Où était la Phrygie?
 
La Phrygie <http://aramis.obspm.fr/%7Eheydari/divers/phrygie.gif>
était un royaume situé au centre de l’Asie Mineure sur
le plateau d’Anatolie, à l’ouest de la Cappadoce <http://aramis.obspm.fr/%7Eheydari/divers/phrygie.gif>
et séparée de la mer Égée par la Lydie. On pense que
les Phrygiens étaient un peuple indo-européen
originaire de Thrace qui, vers 1200 av. J.-C., a
envahi l’empire hittite pour s’y installer. Sa
capitale se trouvait à Gordion, non loin d’Ankara
actuel (en Turquie), et la fameuse ville de Troie en
faisait partie, mais les limites de son territoire
variaient selon les époques. Leurs rois se nommaient
tantôt Gordias, tantôt Midas; l’un des Midas, qui a
régné entre 725 et 676 av. J.-C., fait l’objet de
légendes chez les Grecs, en raison de ses richesses.
Le royaume a été dévasté vers 695 av. J.-C. par
l’invasion des Cimmériens, peuple nomade indo-européen
venu des Balkans. L’état phrygien ne s’en est plus
jamais remis et passa progressivement sous la
domination de sa voisine la Lydie.
La Lydie <http://aramis.obspm.fr/%7Eheydari/divers/phrygie.gif>
se trouvait à l’ouest de la Phrygie, entre celle-ci,
la Mysie, la Carie et la mer Égée, et avait pour
capitale Sardes. Sous la dynastie des Mermnades
(687-546 av. J.-C.), la Lydie prospéra et fut le
royaume le plus puissant de la péninsule anatolienne.
Célèbre pour ses richesses (provenant des mines d’or
du Pactole) et pour ses offrandes aux sanctuaires
grecs, le royaume lydien fut le premier État à
pratiquer le monnayage. Son dernier roi, Crésus,
annexa par les armes toutes les villes grecques de la
côte d’Asie Mineure. Après un règne d’environ onze
ans, Crésus fut confronté à la menace des Perses, qui
venaient de conquérir la Médie voisine. S’alliant à la
Babylonie, à l’Égypte et à Sparte, Crésus envahit la
province perse de Cappadoce, en Asie Mineure. Le roi
Perse Cyrus le Grand, fondateur de la dynastie des
Achéménides, battit en 546 av. J.-C. l’armée lydienne
et entra dans Sardes.

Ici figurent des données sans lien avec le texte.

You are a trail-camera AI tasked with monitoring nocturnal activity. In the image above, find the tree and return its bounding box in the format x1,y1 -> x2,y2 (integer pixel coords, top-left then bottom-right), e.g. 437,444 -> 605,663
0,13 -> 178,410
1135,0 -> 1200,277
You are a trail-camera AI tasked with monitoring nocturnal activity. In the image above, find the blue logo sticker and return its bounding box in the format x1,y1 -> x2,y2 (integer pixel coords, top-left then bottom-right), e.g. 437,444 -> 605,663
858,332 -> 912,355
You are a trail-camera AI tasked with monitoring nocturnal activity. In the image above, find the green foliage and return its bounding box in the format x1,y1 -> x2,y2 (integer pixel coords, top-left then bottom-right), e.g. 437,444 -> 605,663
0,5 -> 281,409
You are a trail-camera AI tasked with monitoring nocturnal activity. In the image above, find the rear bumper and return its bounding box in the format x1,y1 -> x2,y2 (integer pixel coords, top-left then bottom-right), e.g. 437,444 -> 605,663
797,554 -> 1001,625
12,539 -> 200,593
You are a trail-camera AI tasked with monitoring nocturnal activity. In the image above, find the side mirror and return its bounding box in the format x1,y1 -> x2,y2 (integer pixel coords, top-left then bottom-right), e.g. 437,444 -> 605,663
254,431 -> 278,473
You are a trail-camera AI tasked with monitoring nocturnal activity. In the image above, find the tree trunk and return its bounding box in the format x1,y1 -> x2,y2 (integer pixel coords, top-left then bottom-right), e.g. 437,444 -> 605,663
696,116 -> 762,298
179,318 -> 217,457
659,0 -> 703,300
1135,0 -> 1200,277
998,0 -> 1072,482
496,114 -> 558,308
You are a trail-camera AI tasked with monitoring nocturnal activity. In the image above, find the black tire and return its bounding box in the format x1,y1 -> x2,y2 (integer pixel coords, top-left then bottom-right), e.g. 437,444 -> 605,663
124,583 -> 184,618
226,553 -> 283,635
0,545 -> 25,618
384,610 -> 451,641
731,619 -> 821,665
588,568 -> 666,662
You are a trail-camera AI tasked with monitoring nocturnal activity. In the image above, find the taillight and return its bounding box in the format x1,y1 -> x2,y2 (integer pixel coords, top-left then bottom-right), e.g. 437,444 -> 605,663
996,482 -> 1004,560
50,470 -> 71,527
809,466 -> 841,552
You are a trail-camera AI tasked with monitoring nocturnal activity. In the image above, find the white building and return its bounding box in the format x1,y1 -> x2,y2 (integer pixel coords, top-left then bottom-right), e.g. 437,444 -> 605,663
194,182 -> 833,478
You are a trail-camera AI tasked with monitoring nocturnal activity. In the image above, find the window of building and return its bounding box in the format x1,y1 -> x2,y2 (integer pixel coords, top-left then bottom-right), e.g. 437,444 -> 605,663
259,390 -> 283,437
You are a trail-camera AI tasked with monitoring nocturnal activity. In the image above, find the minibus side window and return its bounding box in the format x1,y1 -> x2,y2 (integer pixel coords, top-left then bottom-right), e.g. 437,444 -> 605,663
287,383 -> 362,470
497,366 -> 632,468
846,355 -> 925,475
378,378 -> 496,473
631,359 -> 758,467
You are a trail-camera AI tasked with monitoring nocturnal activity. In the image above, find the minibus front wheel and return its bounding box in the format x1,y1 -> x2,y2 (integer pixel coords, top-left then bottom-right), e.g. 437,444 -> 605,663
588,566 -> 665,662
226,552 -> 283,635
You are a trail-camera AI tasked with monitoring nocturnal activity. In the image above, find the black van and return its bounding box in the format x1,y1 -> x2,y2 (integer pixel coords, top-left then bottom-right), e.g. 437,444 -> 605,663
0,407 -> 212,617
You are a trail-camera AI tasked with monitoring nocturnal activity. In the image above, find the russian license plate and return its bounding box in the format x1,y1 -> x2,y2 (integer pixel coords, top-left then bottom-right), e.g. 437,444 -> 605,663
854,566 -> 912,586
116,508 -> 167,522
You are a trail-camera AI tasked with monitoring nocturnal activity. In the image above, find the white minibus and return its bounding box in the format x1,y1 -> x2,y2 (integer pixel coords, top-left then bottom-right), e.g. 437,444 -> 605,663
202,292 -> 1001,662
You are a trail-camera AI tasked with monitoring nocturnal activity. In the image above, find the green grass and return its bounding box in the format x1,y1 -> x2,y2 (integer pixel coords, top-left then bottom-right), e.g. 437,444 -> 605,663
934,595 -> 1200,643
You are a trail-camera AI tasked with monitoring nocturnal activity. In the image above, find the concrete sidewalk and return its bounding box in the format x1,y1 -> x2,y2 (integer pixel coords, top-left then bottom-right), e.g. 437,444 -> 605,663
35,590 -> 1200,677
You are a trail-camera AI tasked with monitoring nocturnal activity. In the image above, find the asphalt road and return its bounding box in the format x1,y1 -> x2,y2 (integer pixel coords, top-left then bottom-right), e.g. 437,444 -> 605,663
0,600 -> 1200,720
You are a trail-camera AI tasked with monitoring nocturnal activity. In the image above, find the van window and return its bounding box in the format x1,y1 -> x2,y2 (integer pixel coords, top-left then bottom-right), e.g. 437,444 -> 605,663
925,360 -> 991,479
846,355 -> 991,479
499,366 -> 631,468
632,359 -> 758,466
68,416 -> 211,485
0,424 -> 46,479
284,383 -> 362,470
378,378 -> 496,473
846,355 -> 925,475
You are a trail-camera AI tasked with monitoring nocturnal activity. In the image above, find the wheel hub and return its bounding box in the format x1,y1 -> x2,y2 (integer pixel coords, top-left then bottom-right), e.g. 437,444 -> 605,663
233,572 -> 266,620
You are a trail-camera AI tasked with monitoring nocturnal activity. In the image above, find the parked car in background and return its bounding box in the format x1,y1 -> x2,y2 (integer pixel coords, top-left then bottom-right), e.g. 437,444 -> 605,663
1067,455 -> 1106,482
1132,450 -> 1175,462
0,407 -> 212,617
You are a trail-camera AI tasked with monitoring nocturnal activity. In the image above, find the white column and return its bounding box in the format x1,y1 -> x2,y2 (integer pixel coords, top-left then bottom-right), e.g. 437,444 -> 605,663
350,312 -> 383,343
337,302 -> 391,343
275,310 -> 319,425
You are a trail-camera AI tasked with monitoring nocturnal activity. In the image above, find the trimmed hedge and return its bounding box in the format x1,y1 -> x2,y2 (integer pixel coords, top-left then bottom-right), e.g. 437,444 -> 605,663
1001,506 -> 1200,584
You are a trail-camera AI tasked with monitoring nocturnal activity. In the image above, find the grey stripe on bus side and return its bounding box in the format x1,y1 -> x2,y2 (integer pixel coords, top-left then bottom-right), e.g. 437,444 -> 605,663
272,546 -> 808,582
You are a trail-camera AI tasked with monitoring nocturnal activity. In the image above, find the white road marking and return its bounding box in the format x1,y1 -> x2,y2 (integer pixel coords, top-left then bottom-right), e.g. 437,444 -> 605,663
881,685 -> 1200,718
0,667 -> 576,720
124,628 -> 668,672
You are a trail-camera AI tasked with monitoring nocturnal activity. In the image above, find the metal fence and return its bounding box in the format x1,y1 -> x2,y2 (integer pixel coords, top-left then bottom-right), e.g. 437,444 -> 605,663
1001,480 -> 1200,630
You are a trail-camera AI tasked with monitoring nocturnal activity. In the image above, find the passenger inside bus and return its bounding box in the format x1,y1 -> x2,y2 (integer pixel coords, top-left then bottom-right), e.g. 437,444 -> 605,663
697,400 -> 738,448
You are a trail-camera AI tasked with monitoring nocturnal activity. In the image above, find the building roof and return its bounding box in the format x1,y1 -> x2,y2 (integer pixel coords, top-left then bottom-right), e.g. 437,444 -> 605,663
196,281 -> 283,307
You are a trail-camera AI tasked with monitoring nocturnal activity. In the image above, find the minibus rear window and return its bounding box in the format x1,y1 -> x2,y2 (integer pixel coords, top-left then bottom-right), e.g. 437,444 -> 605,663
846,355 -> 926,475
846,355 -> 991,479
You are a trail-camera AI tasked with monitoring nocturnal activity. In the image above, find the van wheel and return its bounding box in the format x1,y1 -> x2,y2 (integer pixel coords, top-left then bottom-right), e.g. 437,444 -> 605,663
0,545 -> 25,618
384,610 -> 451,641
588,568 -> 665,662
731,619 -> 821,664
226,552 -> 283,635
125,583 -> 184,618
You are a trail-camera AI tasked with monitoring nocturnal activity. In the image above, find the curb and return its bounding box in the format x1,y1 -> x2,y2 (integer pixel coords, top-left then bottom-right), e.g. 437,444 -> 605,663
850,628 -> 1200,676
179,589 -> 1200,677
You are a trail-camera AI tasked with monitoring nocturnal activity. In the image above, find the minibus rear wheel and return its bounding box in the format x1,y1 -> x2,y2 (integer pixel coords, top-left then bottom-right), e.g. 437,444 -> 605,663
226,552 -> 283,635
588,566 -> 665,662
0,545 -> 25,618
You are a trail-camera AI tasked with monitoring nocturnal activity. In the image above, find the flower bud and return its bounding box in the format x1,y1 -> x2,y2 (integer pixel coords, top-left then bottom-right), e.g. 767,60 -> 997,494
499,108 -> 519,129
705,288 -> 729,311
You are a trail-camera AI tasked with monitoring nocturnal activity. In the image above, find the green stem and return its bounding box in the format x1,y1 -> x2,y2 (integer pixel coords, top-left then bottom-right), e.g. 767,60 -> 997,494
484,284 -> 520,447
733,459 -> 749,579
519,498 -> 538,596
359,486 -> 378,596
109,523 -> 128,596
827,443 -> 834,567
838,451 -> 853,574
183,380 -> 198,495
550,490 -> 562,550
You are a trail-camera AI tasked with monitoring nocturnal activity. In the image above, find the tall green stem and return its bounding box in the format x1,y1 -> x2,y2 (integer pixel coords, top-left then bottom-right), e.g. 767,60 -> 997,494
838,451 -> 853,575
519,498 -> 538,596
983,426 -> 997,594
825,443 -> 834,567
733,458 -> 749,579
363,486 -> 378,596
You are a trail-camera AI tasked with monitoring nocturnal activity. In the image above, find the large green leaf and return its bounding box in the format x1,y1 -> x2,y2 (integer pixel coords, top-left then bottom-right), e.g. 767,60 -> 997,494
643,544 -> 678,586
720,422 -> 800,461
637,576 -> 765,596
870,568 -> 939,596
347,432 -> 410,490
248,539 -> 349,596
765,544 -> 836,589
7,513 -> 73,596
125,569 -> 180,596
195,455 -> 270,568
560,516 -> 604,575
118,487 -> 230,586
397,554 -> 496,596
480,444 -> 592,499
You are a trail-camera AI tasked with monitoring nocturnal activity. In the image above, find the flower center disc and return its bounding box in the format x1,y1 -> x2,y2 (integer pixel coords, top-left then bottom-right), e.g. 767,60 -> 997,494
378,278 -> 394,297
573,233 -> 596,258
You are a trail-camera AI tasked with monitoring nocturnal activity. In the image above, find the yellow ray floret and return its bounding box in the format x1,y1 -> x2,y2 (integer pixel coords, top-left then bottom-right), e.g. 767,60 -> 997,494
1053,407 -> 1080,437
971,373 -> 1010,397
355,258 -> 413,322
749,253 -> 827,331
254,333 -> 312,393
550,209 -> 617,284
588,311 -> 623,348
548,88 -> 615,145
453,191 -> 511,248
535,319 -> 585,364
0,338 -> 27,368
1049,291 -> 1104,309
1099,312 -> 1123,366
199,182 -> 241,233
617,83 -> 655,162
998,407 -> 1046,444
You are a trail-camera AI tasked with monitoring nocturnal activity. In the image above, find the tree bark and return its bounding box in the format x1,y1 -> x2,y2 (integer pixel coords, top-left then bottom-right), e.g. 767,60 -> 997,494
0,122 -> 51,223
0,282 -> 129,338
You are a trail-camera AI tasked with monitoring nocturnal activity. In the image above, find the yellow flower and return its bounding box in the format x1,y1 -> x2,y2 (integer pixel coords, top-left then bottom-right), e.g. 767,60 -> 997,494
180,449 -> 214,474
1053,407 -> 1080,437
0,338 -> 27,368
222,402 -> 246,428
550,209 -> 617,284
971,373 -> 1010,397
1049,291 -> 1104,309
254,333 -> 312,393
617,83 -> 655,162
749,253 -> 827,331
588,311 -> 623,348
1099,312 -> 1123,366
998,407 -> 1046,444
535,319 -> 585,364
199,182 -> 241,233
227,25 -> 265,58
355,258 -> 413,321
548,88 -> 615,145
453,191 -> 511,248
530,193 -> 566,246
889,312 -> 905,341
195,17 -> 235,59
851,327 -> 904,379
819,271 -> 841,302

Il traita Crésus avec respect,
et celui-ci finit tranquillement ses jours à Ecbatane
en Iran comme conseiller de Cyrus. Après la conquête
des cités grecques d’Ionie par les Perses, une grande
partie de l’Asie Mineure, y compris la Phrygie, fut
placée sous le contrôle perse et divisée en plusieurs
satrapies. Cela dura plus de deux siècles, jusqu’à la
défaite des Perses par Alexandre le Grand en 334 av.
J.-C. La Phrygie occidentale, comprise d’abord dans le
royaume Séleucide, fut annexée au 2ème siècle av.
J.-C. par Pergame. La Phrygie orientale, entre le
Sangarios et l’Halys, fut occupée vers 275 av. J.-C.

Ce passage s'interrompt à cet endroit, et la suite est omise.